Je craignais qu'il se fasse un peu tirer l'oreille pour donner des informations sur son ancienne patiente, mais il n'en fût rien. Au contraire, il semblait content que quelqu'un vienne enfin s'inquiéter d'elle.
« Vous n'imaginez pas dans quel état, elle est arrivée ! » s'écria-t-il en levant les bras « Elle était dans un état de stress, je dirais même dans un état d'angoisse, tel que nous avons commencé par la mettre plusieurs jours sous potion de sommeil, en la surveillant jour et nuit, puis sous potion apaisante ! »
Je me renseignais l'air de rien sur la date exacte de son arrivée et un simple calcul m'appris que le jour où les évènements s'étaient produits à Prado-de-Leche, elle dormait sous surveillance à Sainte-Mangouste. Elle n'avait donc pu ni attaquer qui que ce soit, ni mettre quelqu'un sous Imperium pour le faire à sa place. Fort de cette certitude, je n'avais plus qu'une envie, rentrer au Manoir des Prince et faire amende honorable auprès d'Albus.
Cependant, la politesse et un peu de curiosité aussi me conduisirent à faire taire mon impatience pour interroger un peu plus avant mon interlocuteur sur le cas de Delphini Black et plus précisément sur la raison pour laquelle elle était arrivée en si mauvais état à l'hôpital.
« Cette gamine a manifestement passé sa vie entière à être ballotée un peu partout, sans que personne ne lui demande jamais son avis sur ce qui la concernait. » m'expliqua-t-il en secouant la tête « D'après ce que j'ai compris de ses propos, ses « tuteurs » lui avaient expliqué à son entrée à Durmstrang, qu'elle y resterait pendant toute la durée de ses études. Et elle s'est accrochée à l'idée de cette stabilité même quand l'Institut l'a déscolarisée tout en la gardant dans ses murs. C'est quand Durmstrang s'est littéralement débarrassé d'elle en la faisant emmener par les représentants de notre Ministère qu'elle a complètement craqué, d'autant plus qu'elle n'était pas capable de communiquer en anglais. D'où la potion de sommeil pendant près d'une semaine. »

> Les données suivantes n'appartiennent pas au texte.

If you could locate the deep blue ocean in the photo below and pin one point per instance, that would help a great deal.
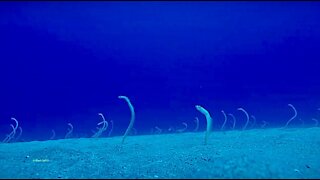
(65, 62)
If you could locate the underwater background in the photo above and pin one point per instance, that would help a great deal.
(65, 62)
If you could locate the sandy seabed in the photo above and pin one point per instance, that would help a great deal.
(257, 153)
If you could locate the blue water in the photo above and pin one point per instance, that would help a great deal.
(65, 62)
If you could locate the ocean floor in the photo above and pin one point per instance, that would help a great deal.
(260, 153)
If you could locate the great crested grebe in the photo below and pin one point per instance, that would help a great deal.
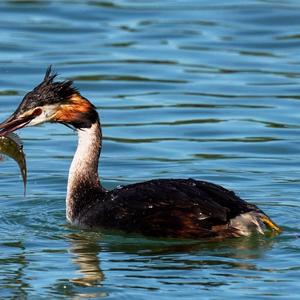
(184, 208)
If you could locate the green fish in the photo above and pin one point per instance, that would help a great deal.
(11, 145)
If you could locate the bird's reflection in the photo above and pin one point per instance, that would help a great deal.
(86, 250)
(85, 247)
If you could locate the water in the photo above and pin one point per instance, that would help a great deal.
(203, 89)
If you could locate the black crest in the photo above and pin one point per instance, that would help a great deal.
(47, 92)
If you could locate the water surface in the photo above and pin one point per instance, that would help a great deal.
(200, 89)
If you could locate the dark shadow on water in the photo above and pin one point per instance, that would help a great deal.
(165, 254)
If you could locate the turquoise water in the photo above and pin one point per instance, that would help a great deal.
(203, 89)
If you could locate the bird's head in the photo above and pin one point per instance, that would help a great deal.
(52, 101)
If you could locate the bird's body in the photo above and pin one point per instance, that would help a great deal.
(185, 208)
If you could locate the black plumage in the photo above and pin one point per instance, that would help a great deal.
(184, 208)
(169, 207)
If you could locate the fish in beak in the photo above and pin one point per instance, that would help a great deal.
(17, 121)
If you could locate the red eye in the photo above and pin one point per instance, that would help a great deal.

Je ressentis une véritable honte en repensant à ce que j'avais dit de cette gamine qui n'était rien d'autre qu'une victime. En prenant congé, je lui demandai l'autorisation de lui envoyer Narcissa Malefoy pour discuter avec lui du cas de Delphini Black. Il l'accepta sans difficulté. Puis, je transplanai pour le Manoir des Prince, dont je trouvai la façade austère plus accueillante que jamais sachant qu'Albus était là.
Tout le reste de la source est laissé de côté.